For most, but not all caregivers, depressive symptoms reduce at least partially with time
WEDNESDAY, May 11, 2016 (HealthDay News) — Many caregivers of critically ill patients receiving mechanical ventilation in an intensive care unit (ICU) report high levels of depressive symptoms, according to a study published in the May 12 issue of the New England Journal of Medicine.
For the study, Jill I. Cameron, Ph.D., from the University of Toronto, and colleagues enrolled 280 caregivers of patients who had received seven days or more of mechanical ventilation in an ICU. Information was collected on caregiver and patient characteristics using hospital data and self-administered questionnaires. Assessments were conducted at seven days and three, six, and 12 months after ICU discharge.
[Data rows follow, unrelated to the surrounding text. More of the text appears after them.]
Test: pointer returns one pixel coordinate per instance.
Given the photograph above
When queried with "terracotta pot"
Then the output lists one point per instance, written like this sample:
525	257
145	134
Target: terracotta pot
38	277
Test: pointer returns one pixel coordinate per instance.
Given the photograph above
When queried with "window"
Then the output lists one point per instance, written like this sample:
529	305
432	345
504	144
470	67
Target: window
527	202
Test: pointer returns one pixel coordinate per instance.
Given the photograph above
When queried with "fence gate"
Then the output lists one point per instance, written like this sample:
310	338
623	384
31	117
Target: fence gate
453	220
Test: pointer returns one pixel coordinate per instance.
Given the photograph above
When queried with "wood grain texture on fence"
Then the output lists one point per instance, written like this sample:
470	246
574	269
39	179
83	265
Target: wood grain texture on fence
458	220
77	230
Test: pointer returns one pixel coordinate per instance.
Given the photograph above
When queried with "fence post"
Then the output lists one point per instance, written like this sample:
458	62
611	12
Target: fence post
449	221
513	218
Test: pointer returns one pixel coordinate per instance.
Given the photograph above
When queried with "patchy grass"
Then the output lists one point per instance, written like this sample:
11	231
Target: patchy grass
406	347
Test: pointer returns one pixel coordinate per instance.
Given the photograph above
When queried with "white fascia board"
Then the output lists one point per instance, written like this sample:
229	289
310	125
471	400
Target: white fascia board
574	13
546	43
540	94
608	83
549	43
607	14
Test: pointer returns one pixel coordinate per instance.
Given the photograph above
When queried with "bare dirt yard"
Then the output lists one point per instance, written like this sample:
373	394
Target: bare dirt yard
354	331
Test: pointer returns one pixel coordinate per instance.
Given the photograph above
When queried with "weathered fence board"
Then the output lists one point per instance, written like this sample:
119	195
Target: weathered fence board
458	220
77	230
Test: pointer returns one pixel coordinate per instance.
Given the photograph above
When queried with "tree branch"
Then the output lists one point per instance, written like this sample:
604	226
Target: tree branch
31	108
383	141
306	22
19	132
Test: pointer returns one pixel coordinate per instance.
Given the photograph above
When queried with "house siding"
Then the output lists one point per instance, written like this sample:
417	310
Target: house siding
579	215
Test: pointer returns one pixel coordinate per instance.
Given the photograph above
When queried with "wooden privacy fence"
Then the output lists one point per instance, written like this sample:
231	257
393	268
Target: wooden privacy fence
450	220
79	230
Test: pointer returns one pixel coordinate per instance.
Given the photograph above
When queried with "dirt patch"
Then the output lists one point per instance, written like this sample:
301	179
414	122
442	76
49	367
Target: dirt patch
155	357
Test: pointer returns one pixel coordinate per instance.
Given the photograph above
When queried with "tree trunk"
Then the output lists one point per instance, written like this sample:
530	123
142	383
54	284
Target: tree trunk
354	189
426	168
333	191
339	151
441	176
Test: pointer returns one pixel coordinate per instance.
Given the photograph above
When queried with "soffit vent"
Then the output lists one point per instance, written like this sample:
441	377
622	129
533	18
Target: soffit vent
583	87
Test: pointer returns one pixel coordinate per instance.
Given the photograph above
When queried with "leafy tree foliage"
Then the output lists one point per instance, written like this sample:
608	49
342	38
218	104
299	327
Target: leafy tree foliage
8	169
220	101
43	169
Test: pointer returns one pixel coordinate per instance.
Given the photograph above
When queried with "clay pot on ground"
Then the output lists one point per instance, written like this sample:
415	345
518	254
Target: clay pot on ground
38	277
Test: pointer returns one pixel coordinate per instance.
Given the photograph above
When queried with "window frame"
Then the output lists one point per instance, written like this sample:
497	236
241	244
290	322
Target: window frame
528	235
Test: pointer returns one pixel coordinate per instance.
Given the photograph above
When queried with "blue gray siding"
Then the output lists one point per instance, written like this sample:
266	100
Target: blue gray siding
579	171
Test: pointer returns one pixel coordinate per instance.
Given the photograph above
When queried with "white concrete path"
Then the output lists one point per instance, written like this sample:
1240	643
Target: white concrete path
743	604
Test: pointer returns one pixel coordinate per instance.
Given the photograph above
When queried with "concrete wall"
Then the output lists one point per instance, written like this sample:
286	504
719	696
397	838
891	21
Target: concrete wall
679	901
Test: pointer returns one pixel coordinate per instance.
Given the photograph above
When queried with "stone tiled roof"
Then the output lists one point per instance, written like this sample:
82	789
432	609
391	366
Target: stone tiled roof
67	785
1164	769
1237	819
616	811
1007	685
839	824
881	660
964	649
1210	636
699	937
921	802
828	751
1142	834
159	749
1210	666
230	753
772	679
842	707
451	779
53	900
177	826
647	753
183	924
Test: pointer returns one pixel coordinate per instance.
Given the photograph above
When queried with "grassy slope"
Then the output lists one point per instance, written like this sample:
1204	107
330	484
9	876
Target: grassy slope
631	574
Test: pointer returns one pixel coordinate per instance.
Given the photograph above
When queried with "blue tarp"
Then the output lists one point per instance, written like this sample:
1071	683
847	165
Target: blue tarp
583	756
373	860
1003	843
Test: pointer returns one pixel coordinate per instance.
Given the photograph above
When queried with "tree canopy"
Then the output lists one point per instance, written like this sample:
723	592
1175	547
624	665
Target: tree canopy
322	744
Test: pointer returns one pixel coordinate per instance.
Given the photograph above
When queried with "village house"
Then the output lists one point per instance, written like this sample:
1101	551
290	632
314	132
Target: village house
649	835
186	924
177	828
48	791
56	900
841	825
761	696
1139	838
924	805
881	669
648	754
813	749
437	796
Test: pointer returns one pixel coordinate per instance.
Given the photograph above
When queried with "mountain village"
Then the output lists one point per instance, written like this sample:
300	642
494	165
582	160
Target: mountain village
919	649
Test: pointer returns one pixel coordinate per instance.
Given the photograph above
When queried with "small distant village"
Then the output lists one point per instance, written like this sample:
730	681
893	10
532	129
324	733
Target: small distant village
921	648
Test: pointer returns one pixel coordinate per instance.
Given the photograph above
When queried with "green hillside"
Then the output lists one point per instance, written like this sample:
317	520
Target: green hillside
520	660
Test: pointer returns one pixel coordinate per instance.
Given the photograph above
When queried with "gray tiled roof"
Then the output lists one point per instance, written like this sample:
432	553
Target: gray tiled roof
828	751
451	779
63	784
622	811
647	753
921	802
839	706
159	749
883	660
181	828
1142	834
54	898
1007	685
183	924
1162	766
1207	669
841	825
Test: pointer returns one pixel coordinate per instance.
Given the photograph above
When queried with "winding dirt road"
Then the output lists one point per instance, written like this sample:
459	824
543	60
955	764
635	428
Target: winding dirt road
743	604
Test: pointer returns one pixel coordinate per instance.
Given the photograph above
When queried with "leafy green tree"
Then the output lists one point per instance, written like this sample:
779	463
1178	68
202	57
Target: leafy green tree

The researchers found that 70 percent of caregivers were women and 61 percent were caring for a spouse. Many caregivers reported high levels of depressive symptoms (67 percent initially and 43 percent at one year). In 84 percent of caregivers, depressive symptoms decreased at least partially with time, while in 16 percent they did not. Among caregivers, younger age, greater effect of patient care on other activities, less social support, less sense of control over life, and less personal growth were significantly associated with worse mental health outcomes. Over time, no patient variables were consistently associated with caregiver outcomes.
“Most caregivers of critically ill patients reported high levels of depressive symptoms, which commonly persisted up to one year and did not decrease in some caregivers,” the authors write.